Really awesome problem set. Especially team division was really cool.

Hope you won't host similar contests on codeforces.

Can we get an editorial for the contest?

Suppose that a given polygon has $$$n$$$ sides of length $$$1$$$. Then, using the Law of Cosines, we find that the polygon generated from its midpoints will have side-length equal to $$$\frac{1}{2^2} + \frac{1}{2^2} - 2 \cdot \frac{1}{2^2} \cdot \cos \left(\pi - \frac{2\pi}{n} \right) = \frac{1}{2} \left( 1 - \cos \left( \frac{(n-2)\pi}{n} \right) \right).$$$

Since these two polygons are similar, we can find the ratio of their areas by squaring the ratio of their side-lengths.

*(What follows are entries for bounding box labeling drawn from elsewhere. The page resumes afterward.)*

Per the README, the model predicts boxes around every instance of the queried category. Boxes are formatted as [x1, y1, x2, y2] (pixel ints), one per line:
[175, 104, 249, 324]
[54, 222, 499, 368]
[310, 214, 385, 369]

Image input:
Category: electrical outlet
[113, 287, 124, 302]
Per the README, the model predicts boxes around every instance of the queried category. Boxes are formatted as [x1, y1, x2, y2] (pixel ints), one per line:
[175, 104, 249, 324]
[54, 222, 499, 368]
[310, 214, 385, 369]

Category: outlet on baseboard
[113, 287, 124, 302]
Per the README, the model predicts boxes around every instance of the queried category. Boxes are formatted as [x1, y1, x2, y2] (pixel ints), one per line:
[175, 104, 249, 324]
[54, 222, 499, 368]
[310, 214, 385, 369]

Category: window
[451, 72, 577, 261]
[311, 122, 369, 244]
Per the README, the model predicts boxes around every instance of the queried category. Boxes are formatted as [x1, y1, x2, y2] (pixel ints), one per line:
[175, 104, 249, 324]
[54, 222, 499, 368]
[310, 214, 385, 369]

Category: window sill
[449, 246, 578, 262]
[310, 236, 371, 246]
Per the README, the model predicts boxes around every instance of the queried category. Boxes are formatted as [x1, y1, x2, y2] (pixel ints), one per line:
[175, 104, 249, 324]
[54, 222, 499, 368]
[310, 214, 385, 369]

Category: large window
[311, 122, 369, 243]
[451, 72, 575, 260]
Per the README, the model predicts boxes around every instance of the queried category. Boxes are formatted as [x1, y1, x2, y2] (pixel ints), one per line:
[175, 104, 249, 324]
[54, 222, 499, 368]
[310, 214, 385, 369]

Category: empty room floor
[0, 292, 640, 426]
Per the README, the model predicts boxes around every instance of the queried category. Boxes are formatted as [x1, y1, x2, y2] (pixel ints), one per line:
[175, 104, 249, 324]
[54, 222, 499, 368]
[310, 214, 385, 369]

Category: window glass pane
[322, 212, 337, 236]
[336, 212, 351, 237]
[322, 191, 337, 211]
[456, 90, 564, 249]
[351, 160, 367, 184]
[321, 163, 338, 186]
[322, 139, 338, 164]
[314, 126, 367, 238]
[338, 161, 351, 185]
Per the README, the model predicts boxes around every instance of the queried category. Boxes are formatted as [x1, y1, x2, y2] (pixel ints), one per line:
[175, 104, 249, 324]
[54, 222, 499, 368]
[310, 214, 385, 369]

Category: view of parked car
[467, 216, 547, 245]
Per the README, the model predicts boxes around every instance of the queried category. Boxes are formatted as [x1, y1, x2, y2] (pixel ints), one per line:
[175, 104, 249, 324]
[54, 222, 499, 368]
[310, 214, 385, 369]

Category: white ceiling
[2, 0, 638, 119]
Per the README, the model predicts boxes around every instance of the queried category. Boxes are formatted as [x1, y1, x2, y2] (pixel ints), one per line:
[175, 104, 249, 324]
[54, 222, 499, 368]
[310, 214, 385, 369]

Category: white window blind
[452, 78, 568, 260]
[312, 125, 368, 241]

From here, knowing that the fraction of points visible to the first player is $$$1$$$ and knowing the ratio of the areas between any two successive shapes, we can compute the answer using the formula for the sum of an infinite geometric series.

Ratings will change after the April Long contest is over.

I will explain the way i solved it.

Sort according to (Skill, Count) in ascending order. For each index i from 1 to N. consider ith Score as the min possible Score that is in Set B. So, You will get only one way of arranging i.e. (In Set A — indexes 1 to i-1 because if any index j < i is in set B means jth value will be the min and not ith, In Set B — indexes i to N because if any j > i is in set A, jth value can't divide ith value). So while calculating for each index i you need Prefix Lcm of i-1 and Suffix Gcd of i to solve this.

link to my code.

Though it is not a complete editorial, it might give you idea to solve.